Friday, June 10, 2005

"It is impossible to say just what I mean!"--T.S Eliot

Among his other theses are: "God is both Father and Mother" and "Religion is not necessary, but spirituality is."

This is not, by the way, "radical feminist theology." It's roots are in the theology of the "Dark Ages." Which weren't really so dark.

Don't have my copy with me, nor the time to Google for on, but Julian of Norwich spoke of God as both Father and Mother in her "Shewings." It was not considered a radical concept, but it is one that has dropped away as belief and religion have more and more left everyday life and been relegated to the margins of our existence.

Which makes me think we need a dialogue here (Speechless? Jane? Leftrev?) about how fundamentalism and "tradition" replace a living faith when that faith becomes a matter of "Sunday morning" and "what churches do." Julian, in fact, an "anchorite," which meant she was "officially" dead to the world, yet she was more connected to her community than many pastors are to their congregations today. When faith is truly a part of the ordinary world, it is a living, breathing, complex "thing."

When it is shunted into byways and "personal beliefs" and "what you choose to do on Sunday morning" (this is NOT an argument for theocracy, BTW, or even a "religious society"), it atrophies into rigid doctrines, traditions, even images and metaphors.

Or at least, I could develop a line of thought around that. If I had time.
I want to get at least the skeleton of this idea out.

Immigrants never "leave" the "home country" so much as they try to preserve their memories of it, and so they want to place in amber the place they left. Examples of this will have to come later, but it's the basic premise.

The church, at one time, didn't just dominate society, it was society. In ways I'm not sure we can begin to imagine; and I don't think the dissolution began with the Enlightenment, or even the Renaissance. But for most of human existence, religion and "science" (which, after all, simply means "knowledge," albeit of a specific type, even in the original Greek) were not harshly separated.

Now, for a myriad of reasons, they are. Reasons, again, to be discussed later (or as you will).

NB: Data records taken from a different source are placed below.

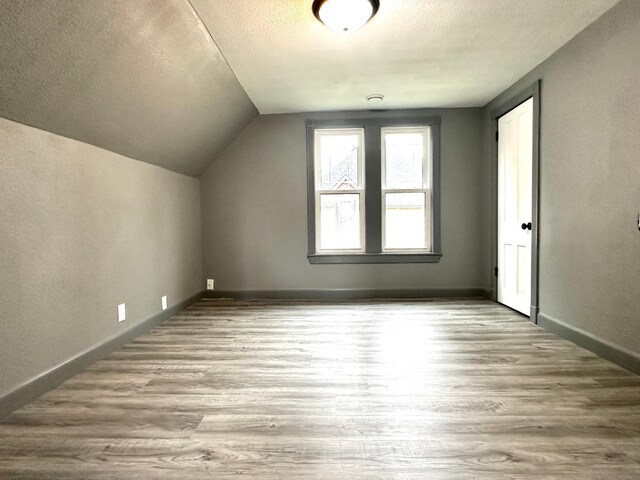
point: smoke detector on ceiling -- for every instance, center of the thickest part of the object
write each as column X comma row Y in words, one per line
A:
column 375, row 98
column 344, row 16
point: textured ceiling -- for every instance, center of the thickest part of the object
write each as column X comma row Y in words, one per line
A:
column 418, row 53
column 141, row 78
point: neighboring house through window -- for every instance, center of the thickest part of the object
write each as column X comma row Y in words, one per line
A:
column 374, row 193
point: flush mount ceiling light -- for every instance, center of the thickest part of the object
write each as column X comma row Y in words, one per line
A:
column 345, row 16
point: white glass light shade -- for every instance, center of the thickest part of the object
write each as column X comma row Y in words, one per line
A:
column 345, row 16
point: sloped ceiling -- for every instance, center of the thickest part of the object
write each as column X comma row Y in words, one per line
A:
column 142, row 78
column 418, row 53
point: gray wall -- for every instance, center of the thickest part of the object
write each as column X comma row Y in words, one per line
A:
column 254, row 213
column 590, row 178
column 82, row 230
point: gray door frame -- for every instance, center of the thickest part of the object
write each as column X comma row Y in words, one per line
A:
column 532, row 92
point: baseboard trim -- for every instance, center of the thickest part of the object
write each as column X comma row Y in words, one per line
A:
column 42, row 383
column 348, row 294
column 610, row 351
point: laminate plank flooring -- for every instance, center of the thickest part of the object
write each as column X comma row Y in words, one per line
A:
column 419, row 389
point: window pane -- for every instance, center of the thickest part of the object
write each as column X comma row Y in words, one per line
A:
column 339, row 161
column 340, row 222
column 404, row 158
column 405, row 225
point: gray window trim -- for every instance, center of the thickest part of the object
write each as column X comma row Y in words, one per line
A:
column 373, row 198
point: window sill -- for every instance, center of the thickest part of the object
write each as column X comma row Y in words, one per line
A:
column 353, row 258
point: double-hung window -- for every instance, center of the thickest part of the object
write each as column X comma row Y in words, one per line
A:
column 373, row 190
column 339, row 190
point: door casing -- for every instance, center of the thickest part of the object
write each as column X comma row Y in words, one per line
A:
column 532, row 92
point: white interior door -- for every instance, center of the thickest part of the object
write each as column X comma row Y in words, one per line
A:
column 515, row 180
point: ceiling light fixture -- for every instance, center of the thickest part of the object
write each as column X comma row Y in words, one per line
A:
column 345, row 16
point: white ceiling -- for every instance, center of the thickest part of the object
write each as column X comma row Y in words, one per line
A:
column 418, row 53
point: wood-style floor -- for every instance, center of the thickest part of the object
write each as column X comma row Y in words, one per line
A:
column 447, row 389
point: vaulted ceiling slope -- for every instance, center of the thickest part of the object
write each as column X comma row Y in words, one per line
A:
column 418, row 53
column 141, row 78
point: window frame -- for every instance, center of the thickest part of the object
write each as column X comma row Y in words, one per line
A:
column 360, row 191
column 426, row 188
column 372, row 171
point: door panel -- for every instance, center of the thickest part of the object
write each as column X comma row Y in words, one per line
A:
column 515, row 167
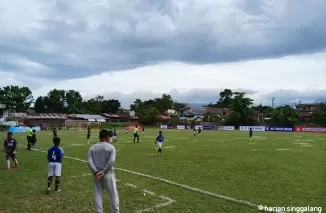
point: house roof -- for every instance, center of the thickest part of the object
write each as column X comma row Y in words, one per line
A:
column 163, row 117
column 311, row 104
column 43, row 115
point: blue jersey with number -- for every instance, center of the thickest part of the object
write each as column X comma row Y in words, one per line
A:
column 55, row 154
column 10, row 145
column 160, row 138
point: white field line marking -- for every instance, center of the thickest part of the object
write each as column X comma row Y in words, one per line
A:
column 78, row 176
column 212, row 194
column 167, row 201
column 148, row 192
column 131, row 185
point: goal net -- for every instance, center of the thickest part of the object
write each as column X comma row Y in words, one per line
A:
column 81, row 125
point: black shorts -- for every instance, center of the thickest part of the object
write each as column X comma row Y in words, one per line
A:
column 10, row 155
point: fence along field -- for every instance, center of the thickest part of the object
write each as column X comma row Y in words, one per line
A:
column 220, row 171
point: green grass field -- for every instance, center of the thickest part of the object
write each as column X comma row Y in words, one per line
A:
column 216, row 172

What is left is a culture of "immigrants" who remember some vestige of a life lived with religion as a part of it (the loss of same being good or bad, depending on your perspective; again, another issue), and who want to preserve that vestige. My thesis, then, is that it is this desire to preserve the "vestige" that is at the heart of "fundamentalism," and even the interest in "traditions" (though I am by no means anti-traditionalist myself). Fundamentalism is not a response to Enlightenment thought, in other words, although its appearance is certainly connected causally to the application of such thought to Biblical studies (coming out of Germany in the 19th century, which ideas struck the immigrants of America as blasphemy, a sure sign of the decay of values of the "old country" since they had left). It may have been produced by that event, but the roots are much deeper.

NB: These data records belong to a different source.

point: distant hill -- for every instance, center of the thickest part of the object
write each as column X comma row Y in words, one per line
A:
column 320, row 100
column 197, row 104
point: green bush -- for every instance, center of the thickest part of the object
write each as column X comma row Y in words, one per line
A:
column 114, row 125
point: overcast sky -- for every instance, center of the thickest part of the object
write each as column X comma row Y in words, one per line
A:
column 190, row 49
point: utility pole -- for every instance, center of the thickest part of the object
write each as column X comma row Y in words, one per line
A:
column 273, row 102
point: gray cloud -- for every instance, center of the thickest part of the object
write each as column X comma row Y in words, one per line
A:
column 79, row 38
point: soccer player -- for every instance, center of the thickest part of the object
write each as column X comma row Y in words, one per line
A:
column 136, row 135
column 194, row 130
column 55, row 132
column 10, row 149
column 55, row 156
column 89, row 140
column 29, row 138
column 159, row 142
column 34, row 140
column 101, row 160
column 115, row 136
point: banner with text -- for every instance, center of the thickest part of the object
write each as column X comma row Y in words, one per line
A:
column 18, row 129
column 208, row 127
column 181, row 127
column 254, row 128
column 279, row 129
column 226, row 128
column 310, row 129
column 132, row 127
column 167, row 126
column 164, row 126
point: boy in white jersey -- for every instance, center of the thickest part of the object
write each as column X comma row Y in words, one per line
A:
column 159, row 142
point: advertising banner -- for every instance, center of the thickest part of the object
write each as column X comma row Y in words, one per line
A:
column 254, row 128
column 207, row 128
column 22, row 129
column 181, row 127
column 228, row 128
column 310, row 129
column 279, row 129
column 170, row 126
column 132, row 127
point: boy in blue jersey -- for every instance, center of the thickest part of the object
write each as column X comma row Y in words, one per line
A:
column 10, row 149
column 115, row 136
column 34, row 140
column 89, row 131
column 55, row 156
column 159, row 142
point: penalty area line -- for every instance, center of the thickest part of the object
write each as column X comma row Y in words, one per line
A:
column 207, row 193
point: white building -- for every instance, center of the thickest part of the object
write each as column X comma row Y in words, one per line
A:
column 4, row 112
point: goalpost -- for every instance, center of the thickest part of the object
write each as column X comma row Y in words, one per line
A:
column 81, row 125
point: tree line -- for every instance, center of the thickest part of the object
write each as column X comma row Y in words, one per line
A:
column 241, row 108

So that today, a concept that raised no eyebrows in the "Dark Ages" (Julian of Norwich speaking of God as "Father and Mother;" Wisdom, by the way, is female both in Greek and Hebrew thought and vocabulary, which makes "God's Wisdom" feminine in the Bible), is considered scandalous and even non-Christian. But the roots are not in the rejection of "reason;" the roots are in the divorce of religion from ordinary life.

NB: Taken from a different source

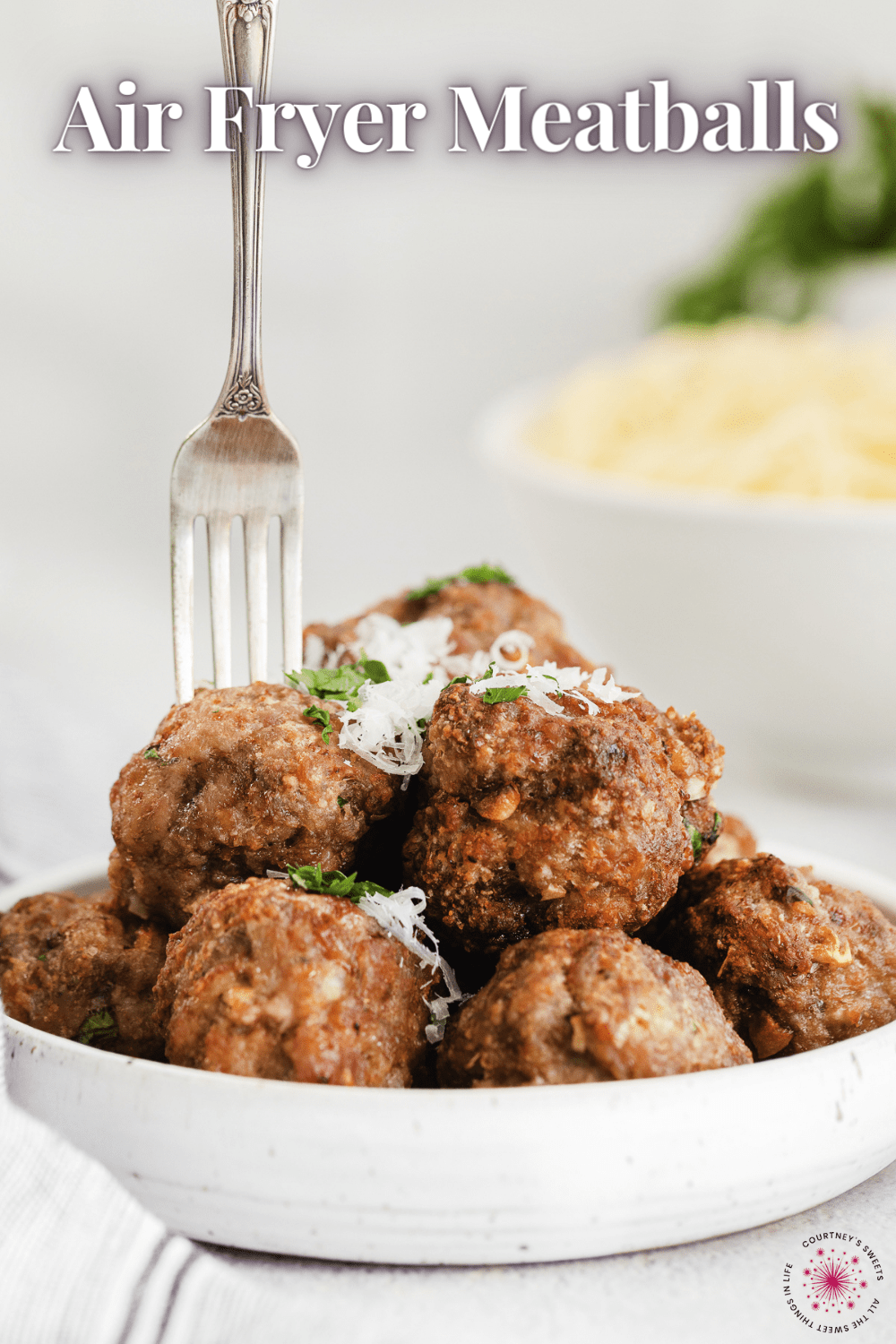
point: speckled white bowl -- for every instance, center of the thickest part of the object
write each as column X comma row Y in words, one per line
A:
column 458, row 1177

It occurs to me this ties in with the renewed interest in Celtic prayer, too, and the Carmina Gadelica. It occurs to me there is a book or two in this. It also occurs to me that I have to take my daughter to her point of departure for a three-week trip to China today, and I shouldn't even be here!

But maybe this will give you all some grounds for fruitful discussion until I can come back.

Two quick addenda, because they are related to this, and I don't want to forget them. I want to pick up on Rick's remarks re: Vaticn II, in the comments below, not because I agree or disagree, but because it opens a fruitful venue for discussion. That's one, and related is the other: I think this split in public/private life, while seen as a particularly Protestant boon (especially in church/state separated Protestant dominated America) actually marks the "death" of Protestantism.